Dziś prokuratura ma postawić zarzuty 30-latkowi, który wczoraj napadł dwóch kierowców autokarów na dworcu we Wrocławiu. Najprawdopodobniej usłyszy zarzuty kierowania gróźb oraz naruszenia nietykalności cielesnej.

Informację o tym zdarzeniu otrzymaliśmy na Gorącą Linię RMF FM. 

Na dworcu autobusowym we Wrocławiu przy ul. Suchej zostało napadniętych dwóch kierowców. Sprawca groził, że wyciągnie broń i ich zastrzeli. Interweniowały zespoły policji - przekazał jeden z naszych słuchaczy.

Sprawdziliśmy to zgłoszenie. Jak informuje Komenda Wojewódzka Policji we Wrocławiu, rzeczywiście doszło do napaści na dwóch kierowców. Mężczyzna najpierw groził, a następnie ruszył z pięściami na kierowców - przekazuje dolnośląska policja. W momencie zdarzenia był trzeźwy.

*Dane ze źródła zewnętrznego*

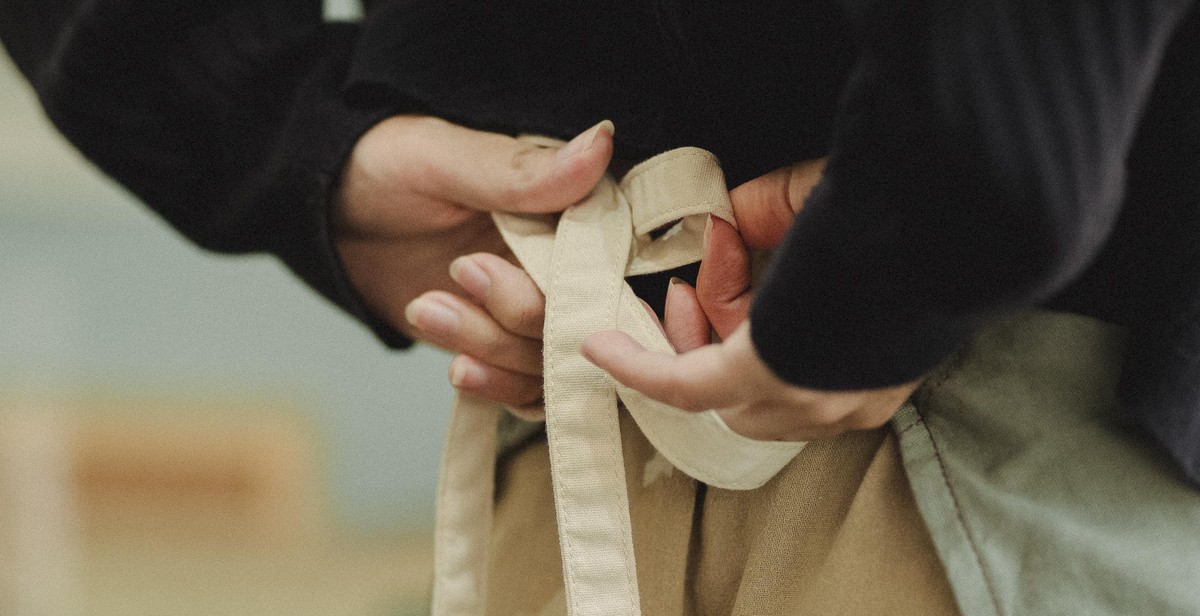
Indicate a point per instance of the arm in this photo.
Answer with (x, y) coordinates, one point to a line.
(978, 166)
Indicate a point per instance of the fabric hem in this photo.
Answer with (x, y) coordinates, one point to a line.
(939, 508)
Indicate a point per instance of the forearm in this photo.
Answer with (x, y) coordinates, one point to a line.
(977, 167)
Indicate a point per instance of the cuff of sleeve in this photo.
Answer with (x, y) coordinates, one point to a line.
(839, 312)
(317, 142)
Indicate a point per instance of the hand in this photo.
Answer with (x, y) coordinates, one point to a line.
(730, 376)
(415, 193)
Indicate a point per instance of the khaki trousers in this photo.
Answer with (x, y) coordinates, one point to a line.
(837, 532)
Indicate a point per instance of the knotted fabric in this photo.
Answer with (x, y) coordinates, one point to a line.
(652, 221)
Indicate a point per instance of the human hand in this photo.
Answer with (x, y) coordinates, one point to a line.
(415, 195)
(730, 376)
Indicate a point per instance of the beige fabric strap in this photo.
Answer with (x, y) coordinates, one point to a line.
(580, 261)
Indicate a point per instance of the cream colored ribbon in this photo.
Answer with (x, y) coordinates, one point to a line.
(580, 261)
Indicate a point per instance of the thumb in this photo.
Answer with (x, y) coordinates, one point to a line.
(493, 172)
(723, 285)
(766, 205)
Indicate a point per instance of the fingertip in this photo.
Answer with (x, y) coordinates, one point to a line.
(465, 372)
(471, 276)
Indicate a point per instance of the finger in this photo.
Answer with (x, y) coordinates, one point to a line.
(766, 205)
(490, 382)
(684, 322)
(459, 326)
(694, 381)
(498, 173)
(723, 285)
(504, 289)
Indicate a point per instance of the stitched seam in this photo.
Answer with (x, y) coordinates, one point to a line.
(958, 512)
(552, 371)
(664, 215)
(658, 161)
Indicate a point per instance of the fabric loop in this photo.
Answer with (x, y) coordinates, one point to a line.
(580, 261)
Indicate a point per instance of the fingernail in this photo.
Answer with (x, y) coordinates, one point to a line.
(585, 141)
(471, 276)
(431, 316)
(463, 372)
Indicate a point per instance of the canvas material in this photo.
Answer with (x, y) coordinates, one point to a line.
(580, 261)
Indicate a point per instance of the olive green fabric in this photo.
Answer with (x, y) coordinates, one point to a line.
(1039, 498)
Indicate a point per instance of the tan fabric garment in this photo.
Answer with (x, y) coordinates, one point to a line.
(837, 532)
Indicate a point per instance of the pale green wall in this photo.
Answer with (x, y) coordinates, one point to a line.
(96, 294)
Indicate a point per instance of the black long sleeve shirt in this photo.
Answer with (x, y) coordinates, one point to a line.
(984, 156)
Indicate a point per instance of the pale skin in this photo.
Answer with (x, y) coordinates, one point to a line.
(415, 195)
(727, 376)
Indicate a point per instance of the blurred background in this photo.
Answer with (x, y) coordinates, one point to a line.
(189, 434)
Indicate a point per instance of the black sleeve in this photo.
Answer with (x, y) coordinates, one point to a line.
(978, 166)
(227, 118)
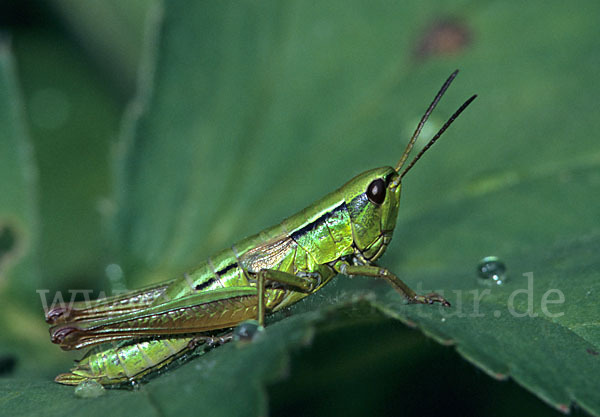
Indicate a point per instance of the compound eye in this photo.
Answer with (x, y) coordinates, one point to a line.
(376, 191)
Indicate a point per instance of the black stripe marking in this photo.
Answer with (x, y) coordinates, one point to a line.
(204, 285)
(310, 226)
(227, 268)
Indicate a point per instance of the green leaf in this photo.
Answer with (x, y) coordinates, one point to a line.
(22, 331)
(281, 106)
(249, 111)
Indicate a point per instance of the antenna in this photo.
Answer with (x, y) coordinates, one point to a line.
(438, 134)
(415, 135)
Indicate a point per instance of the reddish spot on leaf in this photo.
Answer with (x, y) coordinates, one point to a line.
(443, 37)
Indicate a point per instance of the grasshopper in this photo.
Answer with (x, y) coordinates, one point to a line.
(345, 232)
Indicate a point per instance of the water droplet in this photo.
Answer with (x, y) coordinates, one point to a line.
(491, 270)
(246, 331)
(89, 389)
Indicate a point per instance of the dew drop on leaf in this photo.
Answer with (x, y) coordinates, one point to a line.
(491, 270)
(89, 389)
(246, 331)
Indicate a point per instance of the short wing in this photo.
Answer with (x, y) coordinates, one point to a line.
(216, 309)
(107, 307)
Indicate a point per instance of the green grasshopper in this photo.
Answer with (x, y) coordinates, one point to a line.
(345, 232)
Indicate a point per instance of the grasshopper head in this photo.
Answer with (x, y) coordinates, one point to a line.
(373, 197)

Z ustaleń policji wynika, że napastnik najpierw miał poprosić jednego z kierowców o papierosa. Gdy go nie otrzymał, zaczął grozić i rzucił się z pięściami na mężczyznę. W akcję włączył się drugi kierowca, który właśnie kończył swój kurs. Również został zaatakowany.